ライトハイザー氏はニューヨーク・マンハッタンの中央、つまりミッドタウンに本拠をおく巨大法律事務所の弁護士だが、もう1人、ウォール街に本拠をおく弁護士が、トランプ政権の重要ポストに就いた。5月2日、米上院によって証券取引委員会(SEC)委員長に承認された、ジェイ・クレイトン氏がその人だ。
クレイトン氏はウォール街でも著名な辣腕弁護士であり、さらに、比較的最近は、中国のネット通販最大手のアリババグループの米市場への上場案件を担当するなど、米金融業界でその名を知らぬ者はいなかった存在だ。

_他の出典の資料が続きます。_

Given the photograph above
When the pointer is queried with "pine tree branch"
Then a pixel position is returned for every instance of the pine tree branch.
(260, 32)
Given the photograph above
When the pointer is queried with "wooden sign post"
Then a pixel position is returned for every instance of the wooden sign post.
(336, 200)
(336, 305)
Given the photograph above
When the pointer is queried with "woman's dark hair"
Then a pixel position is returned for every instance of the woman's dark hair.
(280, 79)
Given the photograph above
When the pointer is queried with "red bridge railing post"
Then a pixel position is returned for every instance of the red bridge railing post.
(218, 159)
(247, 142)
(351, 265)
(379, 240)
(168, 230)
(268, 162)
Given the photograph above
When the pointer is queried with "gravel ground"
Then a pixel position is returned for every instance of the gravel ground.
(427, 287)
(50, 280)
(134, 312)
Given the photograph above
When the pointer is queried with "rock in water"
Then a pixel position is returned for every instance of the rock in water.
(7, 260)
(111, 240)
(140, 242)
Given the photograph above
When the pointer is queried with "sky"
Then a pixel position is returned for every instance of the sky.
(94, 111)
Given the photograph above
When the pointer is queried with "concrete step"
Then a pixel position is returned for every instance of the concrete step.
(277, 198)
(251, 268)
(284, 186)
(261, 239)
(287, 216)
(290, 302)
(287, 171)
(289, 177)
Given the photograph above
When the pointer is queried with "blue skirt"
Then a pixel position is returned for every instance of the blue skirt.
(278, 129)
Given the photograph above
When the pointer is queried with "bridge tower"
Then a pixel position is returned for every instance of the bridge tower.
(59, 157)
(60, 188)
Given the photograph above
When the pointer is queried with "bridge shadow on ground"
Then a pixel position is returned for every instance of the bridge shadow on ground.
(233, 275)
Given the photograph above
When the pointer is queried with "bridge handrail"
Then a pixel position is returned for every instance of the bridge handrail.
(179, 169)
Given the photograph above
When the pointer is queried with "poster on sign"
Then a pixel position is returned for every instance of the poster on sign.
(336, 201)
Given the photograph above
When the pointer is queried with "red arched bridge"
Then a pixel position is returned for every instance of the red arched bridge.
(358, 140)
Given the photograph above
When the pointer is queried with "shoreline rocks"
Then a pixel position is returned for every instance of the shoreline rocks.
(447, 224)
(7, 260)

この超一流弁護士の“双璧”をトランプ氏が同時に指名したのは、1月4日、就任式の2週間以上前だ。1人は対中強硬派弁護士、もう1人はアリババグループと直接かかわった弁護士。その狙いは明らかだ。トランプ政権の対中国貿易不均衡の是正をも含む法務体制の完備である。
日本は決して安心してはいられない
くしくも、昨年12月、中国のネットサービスについて、USTRが偽造品市場の“ブラックリスト”に指定した。その直後に対中強硬派のライトハイザー氏がUSTR代表に指名され、同時にアリババグループにかかわったクレイトン氏がSEC委員長に指名された。
アリババグループの創業者であり、習近平国家主席とも親しい、会長の馬雲(ジャック・マー)氏が、このタイミングを逃すはずはない。ここぞとばかり“トランプ詣で”に打って出た。馬氏がトランプ氏に会ったのは1月9日のことだ。トランプ・馬会談は、ニューヨークのトランプタワーで約40分間行われた。馬氏はトランプ氏に「100万人の雇用創出」を約束した。トランプ氏は馬氏を「偉大な企業家」とたたえた。
しかし、その評価は、ソフトバンクの孫正義氏を「MASA!」と米メディアの前で2度も呼んでたたえたような“トランプ節”はそこにはなかった。馬氏の表情も硬かった。
そんな孫氏や、日米首脳会談での安倍晋三首相に対する、トランプ大統領の極めて友好的な対応ぶりに象徴されるように、トランプ政権の対日・対中戦略に違いがあることは確かだ。だからといって、日本は決して安心してはいられない。
5月5日、米国際貿易委員会(ITC)は、日本を含む8カ国・地域で生産される鉄鋼製品について、不当廉売(ダンピング)の認定を下した。これによって3月に商務省が決定した反ダンピング関税が確定することになった。日本製品に対する制裁関税が正式決定したのは、トランプ政権発足後、これが初めてだ。